Dorothy Hobson

Personal information
- Full name: Dorothy Hobson
- Born: 11 November 1946 (age 79) Jamaica
- Batting: Right-handed
- Bowling: Right-arm off break
- Role: Bowler

International information
- National sides: Jamaica (1973); West Indies (1976–1979);
- Test debut (cap 14): 7 November 1976 West Indies v India
- Last Test: 16 June 1979 West Indies v England
- ODI debut (cap 6/9): 30 June 1973 Jamaica v Young England
- Last ODI: 7 July 1979 West Indies v England

Domestic team information
- 1973–1982: Jamaica

Career statistics
| Competition | WTest | WODI | WFC | WLA |
| Matches | 4 | 7 | 7 | 12 |
| Runs scored | 26 | 6 | 60 | 23 |
| Batting average | 6.50 | 2.00 | 12.00 | 7.66 |
| 100s/50s | 0/0 | 0/0 | 0/0 | 0/0 |
| Top score | 18 | 6 | 22* | 17* |
| Balls bowled | 474 | 442 | 492 | 609 |
| Wickets | 6 | 7 | 6 | 19 |
| Bowling average | 20.33 | 30.14 | 22.00 | 13.57 |
| 5 wickets in innings | 0 | 0 | 0 | 0 |
| 10 wickets in match | 0 | 0 | 0 | 0 |
| Best bowling | 2/22 | 2/35 | 2/22 | 4/7 |
| Catches/stumpings | 1/– | 0/– | 1/– | 0/– |
- Source: CricketArchive, 17 December 2021

= Dorothy Hobson =

Jamaican cricketer (born 1946)

Dorothy Hobson (born 11 November 1946) is a Jamaican former cricketer who played primarily as a right-arm off break bowler. She appeared in five One Day Internationals for Jamaica at the 1973 World Cup, and four Test matches and two One Day Internationals for the West Indies between 1976 and 1979. She also played domestic cricket for Jamaica.

== Career ==
Hobson batted in the middle-order, and bowled right-arm off break. In 1973, she was a member of the Caribbean Women's Cricket Federation, which aimed to make tours more affordable for the countries in the West Indies. Hobson captained the Jamaican team. In 1976, Hobson was included in the first ever West Indies women squad.

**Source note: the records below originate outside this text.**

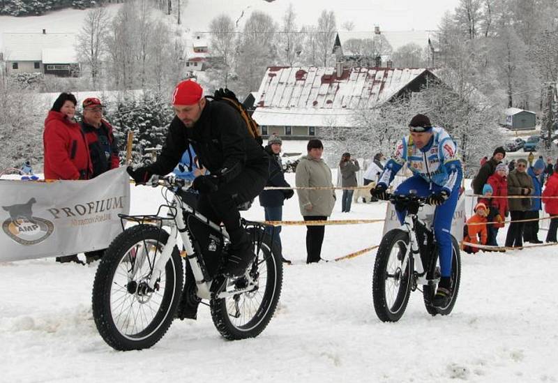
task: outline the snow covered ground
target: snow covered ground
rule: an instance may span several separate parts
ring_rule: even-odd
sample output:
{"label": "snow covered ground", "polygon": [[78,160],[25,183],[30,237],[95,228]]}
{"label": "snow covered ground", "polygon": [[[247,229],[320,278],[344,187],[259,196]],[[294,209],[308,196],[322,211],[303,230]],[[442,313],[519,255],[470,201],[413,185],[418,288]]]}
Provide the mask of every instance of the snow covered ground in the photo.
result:
{"label": "snow covered ground", "polygon": [[[294,174],[287,174],[294,183]],[[132,188],[133,213],[153,213],[158,190]],[[333,219],[383,218],[383,203],[353,204]],[[257,202],[245,216],[261,219]],[[300,219],[296,197],[285,219]],[[501,230],[502,231],[502,230]],[[382,224],[330,226],[322,256],[381,239]],[[501,241],[503,235],[501,233]],[[98,333],[91,294],[98,263],[54,259],[0,263],[0,382],[556,382],[557,248],[463,254],[453,313],[431,317],[413,294],[398,323],[381,322],[372,303],[375,251],[306,265],[306,228],[284,227],[283,290],[257,338],[230,342],[209,309],[175,321],[154,347],[119,352]],[[544,235],[544,234],[543,234]]]}

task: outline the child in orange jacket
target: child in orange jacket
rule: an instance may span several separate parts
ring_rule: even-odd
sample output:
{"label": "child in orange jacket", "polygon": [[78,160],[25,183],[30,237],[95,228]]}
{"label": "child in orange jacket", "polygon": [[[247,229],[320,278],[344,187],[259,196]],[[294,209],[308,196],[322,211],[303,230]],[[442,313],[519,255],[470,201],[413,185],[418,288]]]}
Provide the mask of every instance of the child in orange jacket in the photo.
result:
{"label": "child in orange jacket", "polygon": [[[478,202],[474,209],[474,215],[469,218],[465,225],[465,235],[463,238],[464,242],[470,243],[486,244],[488,232],[486,230],[486,205],[482,202]],[[474,223],[475,225],[471,225]],[[482,224],[482,225],[478,225]],[[479,242],[480,240],[480,242]],[[463,250],[466,253],[474,253],[480,249],[475,246],[464,245]]]}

Hobson was a coach of the West Indies team at the 1993 Women's Cricket World Cup. In 2013, Hobson became the first ever coach of the Jamaica-based Melbourne Cricket Club's camp. In 2015, Hobson helped relaunch the Jamaica Women's Cricket League, which had not been held for five years. As of 2017, Hobson works as the chief selector for the West Indies women's team, and also the manager of the Melbourne women's cricket team.